Photo: Northern boundary of the 2016 Bears Ears National Monument designation as viewed from Dead Horse Point State Park. By At Home in Wild Spaces.
Utah – A month of hindsight is a valuable thing. With a new year now underway, let's examine what we know concerning the legality of last year's reductions to Utah's national monuments and discuss how the issue may develop in 2018.
The question where it all begins: Were President Trump's December reductions even legal? Answer: Undetermined
The argument for the legality of President Trump's monument reductions is relatively simple and based on two claims.
Claim #1-The Antiquities Act grants the President discretionary authority to both designate new monuments and alter or revoke previous designations.
Claim #2 - There is precedent.
So how well do these two claims hold up to scrutiny? Answer: Not great.
The Antiquities Act gives Presidents authority to create national monuments on federally owned land at their discretion, but says nothing of altering or revoking previous designations. Ultimately, all hope for the long term legitimacy of President Trump's monument reductions rests on the question of precedent.
There have been at least 19 occasions where past presidents have amended monument boundaries by executive action, but this is where support for Trump’s cuts gets, well... problematic.
Historic monument alterations by presidents weren't necessarily reductions. For example: On August 14, 1962 President Kennedy signed a proclamation declassifying 320 acres of Utah’s own Natural Bridges National Monument, also adding 5,236 acres to the monument. Other alterations addressed oversights in previous designations where private property had been included within the original monument.

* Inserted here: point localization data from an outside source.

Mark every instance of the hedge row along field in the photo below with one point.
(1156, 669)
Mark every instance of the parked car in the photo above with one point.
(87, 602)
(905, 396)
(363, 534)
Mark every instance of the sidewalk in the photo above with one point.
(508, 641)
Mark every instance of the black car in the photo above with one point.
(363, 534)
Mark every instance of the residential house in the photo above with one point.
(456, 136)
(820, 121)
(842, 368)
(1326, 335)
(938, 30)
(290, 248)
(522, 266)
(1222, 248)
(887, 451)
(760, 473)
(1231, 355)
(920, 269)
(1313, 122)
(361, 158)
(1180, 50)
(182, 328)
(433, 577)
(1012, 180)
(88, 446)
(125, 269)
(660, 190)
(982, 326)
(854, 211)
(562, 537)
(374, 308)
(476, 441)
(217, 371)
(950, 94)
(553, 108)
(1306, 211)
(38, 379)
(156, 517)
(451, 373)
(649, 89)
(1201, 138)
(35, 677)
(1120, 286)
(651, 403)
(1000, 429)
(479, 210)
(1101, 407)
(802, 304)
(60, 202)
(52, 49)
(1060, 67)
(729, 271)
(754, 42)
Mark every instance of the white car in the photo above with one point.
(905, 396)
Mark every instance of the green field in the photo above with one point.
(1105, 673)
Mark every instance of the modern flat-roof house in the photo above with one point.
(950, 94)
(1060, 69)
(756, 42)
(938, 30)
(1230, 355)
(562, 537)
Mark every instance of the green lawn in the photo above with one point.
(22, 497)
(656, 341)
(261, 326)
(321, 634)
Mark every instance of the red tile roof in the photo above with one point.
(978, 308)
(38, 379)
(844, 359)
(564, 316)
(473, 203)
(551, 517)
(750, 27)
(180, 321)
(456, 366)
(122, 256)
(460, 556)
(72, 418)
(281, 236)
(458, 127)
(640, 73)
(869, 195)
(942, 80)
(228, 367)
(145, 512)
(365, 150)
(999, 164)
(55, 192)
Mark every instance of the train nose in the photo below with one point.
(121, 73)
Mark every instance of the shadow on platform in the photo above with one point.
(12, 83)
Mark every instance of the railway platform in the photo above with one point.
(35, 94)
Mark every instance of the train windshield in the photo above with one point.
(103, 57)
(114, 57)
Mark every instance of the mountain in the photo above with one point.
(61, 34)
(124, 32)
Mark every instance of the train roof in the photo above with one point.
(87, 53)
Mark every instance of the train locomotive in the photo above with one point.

This all begs the question: What criteria, if any, must be met before President’s may alter existing monuments? Again, on these questions The Antiquities Act is completely silent.
While there are some clear examples of a one or two relatively moderate reductions, generally speaking alterations have been both minor and infrequent. President Trump's reductions on the other hand are frankly – unprecedented. His Dec 4, 2017 proclamations shrink Bears Ears (originally 1.35 million acres) by 1.15 million acres, and Grand Staircase-Escalante (1.9 million acres) by nearly 900,000 acres.
Historically, presidential reductions to monuments rarely affected more than 800 acres, less than one thousandth of Trump's reduction to Grand Staircase. The largest historical monument reduction occurred in 1915 when President Wilson, claiming the timber was needed for the war effort in Europe reduced Mount Olympus National Monument by 313,000 acres, a reduction that went unchallenged in court as did FDR's 72,000 acre reduction of Grand Canyon National Monument in 1940.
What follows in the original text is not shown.